Dengan penggunaan tanaman air Salvinia natans, kelimpahan plankton nyata lebih rendah dibandingkan dengan penggunaan tembaga oksida dan pupuk urea.

B.   Penanganan bau lumpur pada saat panen ikan

Penanganan bau lumpur pada saat panen ikan ini sudah dilakukan oleh pembudidaya gurame di daerah Beji Banyumas. Ikan gurame yang berbau lumpur dikarantina dalam kolam khusus dan hanya diberi pakan berupa daun sente selama kurang lebih 7 hari. Setelah itu bau lumpur yang ada akan hilang. Hal ini dikarenakan kotoran pada insang dan lendir yang mengandung kotoran pada seluruh tubuh ikan akan hilang. Sehingga cita rasa lumpur pada ikan akan hilang.

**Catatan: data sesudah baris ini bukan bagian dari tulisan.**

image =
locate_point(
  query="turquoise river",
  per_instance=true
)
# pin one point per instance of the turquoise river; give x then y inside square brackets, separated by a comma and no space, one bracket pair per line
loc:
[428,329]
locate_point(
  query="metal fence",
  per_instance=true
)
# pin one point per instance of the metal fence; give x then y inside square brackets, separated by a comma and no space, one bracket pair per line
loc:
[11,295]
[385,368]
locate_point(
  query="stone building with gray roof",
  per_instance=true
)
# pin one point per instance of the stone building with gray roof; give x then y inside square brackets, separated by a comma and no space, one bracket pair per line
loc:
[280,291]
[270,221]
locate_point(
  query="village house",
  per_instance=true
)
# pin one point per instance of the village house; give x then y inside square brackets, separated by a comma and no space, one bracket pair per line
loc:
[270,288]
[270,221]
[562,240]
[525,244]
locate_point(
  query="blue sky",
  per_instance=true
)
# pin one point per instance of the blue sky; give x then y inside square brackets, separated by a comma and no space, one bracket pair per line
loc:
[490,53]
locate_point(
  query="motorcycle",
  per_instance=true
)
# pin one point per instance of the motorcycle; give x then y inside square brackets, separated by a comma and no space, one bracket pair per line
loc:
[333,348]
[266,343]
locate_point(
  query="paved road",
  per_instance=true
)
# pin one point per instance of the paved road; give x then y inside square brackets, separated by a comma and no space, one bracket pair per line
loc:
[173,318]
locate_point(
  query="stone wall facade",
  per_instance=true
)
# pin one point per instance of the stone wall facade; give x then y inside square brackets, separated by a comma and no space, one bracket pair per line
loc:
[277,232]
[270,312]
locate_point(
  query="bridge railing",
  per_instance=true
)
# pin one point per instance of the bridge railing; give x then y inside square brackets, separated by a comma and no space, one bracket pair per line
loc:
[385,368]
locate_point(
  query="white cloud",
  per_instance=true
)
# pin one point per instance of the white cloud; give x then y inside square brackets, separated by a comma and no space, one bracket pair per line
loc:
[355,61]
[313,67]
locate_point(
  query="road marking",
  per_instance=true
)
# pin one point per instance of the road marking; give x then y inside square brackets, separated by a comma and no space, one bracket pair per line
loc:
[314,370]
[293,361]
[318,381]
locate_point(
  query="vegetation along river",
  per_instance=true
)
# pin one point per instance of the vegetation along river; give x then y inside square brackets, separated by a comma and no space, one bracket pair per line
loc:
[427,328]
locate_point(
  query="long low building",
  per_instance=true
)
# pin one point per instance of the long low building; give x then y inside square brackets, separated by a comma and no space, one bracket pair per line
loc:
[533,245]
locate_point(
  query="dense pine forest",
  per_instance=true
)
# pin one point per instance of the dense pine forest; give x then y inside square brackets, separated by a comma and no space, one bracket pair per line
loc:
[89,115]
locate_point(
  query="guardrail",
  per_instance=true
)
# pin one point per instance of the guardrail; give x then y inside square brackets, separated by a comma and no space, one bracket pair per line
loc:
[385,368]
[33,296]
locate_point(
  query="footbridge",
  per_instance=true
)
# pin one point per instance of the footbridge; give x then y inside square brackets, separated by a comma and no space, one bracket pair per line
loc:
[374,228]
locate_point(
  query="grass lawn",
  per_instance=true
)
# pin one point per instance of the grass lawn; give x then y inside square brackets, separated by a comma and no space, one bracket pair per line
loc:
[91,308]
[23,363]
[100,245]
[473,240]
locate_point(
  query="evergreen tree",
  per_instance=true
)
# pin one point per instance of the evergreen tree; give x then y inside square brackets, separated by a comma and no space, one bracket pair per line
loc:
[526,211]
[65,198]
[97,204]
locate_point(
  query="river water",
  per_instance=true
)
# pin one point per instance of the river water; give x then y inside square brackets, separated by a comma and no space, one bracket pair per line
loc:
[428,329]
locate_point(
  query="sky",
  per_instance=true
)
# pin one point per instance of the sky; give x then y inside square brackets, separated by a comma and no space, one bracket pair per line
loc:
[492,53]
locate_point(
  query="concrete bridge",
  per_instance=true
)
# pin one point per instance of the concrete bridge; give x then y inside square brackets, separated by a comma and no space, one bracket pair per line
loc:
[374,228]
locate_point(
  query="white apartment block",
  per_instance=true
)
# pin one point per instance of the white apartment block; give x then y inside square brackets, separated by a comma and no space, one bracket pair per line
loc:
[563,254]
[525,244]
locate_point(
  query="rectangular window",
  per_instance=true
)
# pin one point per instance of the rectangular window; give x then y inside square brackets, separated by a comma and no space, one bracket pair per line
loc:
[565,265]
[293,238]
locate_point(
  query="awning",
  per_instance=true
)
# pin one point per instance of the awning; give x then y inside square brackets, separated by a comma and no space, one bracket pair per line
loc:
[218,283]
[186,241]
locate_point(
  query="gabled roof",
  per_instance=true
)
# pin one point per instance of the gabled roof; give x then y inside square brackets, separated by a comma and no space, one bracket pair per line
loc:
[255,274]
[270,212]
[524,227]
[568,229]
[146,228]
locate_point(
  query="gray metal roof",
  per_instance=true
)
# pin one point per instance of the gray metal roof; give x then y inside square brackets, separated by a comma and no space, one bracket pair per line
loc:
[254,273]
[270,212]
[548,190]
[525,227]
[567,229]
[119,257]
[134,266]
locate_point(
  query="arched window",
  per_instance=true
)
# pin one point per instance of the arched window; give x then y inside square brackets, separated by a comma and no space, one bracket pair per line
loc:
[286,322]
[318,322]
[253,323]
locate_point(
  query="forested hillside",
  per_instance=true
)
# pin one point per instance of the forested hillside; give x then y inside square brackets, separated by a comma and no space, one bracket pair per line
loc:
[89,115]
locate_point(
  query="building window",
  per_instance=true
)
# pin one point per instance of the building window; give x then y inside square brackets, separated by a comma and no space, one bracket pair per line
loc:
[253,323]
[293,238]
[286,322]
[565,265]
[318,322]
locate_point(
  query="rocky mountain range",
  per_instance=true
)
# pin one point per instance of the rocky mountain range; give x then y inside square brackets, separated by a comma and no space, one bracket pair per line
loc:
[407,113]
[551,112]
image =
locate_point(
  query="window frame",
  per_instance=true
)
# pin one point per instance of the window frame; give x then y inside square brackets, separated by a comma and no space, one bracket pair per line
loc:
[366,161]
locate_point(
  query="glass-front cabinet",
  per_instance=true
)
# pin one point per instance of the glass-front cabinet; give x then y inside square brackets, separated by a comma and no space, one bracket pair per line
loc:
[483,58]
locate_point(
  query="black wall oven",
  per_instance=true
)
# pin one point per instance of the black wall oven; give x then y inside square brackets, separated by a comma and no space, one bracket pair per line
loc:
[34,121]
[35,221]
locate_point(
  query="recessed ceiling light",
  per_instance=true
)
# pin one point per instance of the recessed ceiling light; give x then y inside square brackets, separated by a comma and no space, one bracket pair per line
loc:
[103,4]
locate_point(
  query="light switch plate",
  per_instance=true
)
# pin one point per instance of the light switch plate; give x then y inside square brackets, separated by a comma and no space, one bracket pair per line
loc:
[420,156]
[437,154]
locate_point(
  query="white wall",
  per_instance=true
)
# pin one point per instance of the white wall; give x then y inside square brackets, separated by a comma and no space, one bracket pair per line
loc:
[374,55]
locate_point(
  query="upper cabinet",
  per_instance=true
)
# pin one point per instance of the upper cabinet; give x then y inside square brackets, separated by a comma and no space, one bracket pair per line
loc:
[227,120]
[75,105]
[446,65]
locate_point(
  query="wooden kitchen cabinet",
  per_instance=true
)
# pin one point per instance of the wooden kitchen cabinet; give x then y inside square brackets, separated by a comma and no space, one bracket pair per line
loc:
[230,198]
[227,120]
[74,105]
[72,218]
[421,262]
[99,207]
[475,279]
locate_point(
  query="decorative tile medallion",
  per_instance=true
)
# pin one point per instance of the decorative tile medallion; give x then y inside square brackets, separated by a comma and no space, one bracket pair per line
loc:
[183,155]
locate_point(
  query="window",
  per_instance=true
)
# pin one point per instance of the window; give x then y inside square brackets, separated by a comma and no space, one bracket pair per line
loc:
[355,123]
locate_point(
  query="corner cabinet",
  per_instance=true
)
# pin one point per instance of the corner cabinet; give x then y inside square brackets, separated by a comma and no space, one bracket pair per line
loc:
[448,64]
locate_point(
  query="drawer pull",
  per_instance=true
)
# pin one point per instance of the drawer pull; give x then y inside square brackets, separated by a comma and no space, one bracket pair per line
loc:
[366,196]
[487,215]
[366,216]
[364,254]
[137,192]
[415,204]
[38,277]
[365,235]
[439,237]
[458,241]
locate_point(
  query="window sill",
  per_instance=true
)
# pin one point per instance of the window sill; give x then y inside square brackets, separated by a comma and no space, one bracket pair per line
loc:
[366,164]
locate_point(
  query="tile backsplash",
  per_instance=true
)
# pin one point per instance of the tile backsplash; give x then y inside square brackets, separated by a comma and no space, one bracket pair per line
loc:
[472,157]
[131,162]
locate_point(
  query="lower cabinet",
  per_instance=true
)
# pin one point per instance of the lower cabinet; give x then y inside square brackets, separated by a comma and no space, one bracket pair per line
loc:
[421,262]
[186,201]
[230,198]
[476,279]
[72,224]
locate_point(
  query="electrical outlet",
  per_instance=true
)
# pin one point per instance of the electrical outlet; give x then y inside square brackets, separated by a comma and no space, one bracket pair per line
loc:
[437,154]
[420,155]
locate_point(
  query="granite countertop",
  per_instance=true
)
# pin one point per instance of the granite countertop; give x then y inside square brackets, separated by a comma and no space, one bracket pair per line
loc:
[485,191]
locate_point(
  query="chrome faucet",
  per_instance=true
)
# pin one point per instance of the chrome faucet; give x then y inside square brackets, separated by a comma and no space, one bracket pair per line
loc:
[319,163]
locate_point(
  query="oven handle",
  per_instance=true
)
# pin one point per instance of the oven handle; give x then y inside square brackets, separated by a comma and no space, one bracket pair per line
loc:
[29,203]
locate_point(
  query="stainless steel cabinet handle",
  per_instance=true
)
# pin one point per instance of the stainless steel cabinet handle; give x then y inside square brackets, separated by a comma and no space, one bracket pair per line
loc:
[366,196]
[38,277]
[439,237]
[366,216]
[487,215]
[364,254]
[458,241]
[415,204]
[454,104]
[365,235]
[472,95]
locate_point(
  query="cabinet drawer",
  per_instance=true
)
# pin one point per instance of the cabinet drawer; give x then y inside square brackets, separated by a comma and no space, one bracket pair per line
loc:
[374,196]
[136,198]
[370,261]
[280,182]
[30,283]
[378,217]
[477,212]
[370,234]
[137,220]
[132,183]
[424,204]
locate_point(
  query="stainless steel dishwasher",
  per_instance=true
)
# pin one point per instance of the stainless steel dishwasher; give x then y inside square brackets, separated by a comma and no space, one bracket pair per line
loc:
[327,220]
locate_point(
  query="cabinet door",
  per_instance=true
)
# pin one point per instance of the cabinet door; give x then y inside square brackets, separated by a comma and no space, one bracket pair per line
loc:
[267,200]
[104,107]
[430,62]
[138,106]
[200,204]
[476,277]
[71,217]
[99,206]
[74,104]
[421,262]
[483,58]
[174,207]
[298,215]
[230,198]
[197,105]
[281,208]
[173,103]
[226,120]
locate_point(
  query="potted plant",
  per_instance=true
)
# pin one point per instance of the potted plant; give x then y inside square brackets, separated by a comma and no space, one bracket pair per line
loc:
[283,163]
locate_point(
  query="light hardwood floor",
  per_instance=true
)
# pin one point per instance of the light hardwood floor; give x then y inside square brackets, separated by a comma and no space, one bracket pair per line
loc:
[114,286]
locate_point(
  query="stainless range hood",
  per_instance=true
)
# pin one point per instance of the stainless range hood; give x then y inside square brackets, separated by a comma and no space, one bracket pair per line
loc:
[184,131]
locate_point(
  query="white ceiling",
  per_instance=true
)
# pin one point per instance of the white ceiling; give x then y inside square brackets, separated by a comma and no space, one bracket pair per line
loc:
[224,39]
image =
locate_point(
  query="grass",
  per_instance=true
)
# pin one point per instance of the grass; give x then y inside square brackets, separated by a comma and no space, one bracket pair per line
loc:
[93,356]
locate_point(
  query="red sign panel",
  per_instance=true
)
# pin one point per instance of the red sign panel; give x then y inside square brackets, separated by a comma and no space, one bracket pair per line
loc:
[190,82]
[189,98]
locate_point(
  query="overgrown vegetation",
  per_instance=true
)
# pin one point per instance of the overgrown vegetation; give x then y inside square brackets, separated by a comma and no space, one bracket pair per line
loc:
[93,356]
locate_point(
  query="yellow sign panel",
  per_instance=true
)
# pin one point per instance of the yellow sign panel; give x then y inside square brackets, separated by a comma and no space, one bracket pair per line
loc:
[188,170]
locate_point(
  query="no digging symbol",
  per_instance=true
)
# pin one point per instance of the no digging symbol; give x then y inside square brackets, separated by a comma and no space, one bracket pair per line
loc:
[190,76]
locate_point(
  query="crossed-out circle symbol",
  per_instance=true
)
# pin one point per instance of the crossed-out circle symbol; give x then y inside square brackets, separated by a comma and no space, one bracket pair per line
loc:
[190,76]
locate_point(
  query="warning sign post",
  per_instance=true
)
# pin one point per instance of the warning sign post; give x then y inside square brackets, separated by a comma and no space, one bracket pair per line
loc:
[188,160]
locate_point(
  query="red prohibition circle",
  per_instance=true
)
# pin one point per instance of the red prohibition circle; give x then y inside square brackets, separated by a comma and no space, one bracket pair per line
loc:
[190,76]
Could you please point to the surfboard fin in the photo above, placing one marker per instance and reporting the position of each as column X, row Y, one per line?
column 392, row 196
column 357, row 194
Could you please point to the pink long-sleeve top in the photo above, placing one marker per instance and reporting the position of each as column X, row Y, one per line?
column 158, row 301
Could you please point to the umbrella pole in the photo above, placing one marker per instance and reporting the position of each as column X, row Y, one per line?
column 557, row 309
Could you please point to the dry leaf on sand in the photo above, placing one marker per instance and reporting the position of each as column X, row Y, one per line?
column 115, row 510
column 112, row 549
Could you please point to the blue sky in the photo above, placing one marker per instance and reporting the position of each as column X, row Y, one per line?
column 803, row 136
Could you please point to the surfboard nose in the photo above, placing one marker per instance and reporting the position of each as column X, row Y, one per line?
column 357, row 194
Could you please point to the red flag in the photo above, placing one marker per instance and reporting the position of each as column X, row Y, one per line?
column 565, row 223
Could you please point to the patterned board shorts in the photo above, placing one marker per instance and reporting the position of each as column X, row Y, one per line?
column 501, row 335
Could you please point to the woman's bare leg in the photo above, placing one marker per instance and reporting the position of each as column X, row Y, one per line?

Bau lumpur pada ikan gurami dapat dihilangkan dengan perlakuan berupa pemberokkan ikan gurami pada air yang bersalinitas 8 sampai dengan 12 ppt selama 7 hari. Pemberokan ikan gurami ini mengakibatkan perubahan yang terjadi pada kulit yang semula mengkilat menjadi terlihat lebih kusam, dan tesktur semula lembek (banyak mengandung air dan mudah pemisahaan dagingnya) menjadi kenyal (struktur daging kompak, kering dan tidak mudah terjadi pemisahan).
Penanganan dengan pemberokan selama 7 hari, selain menghilangkan bau lumpur pada gurame juga  menjadikan daging ikan terasa lebih gurih, struktur daging lebih kompak dan kering.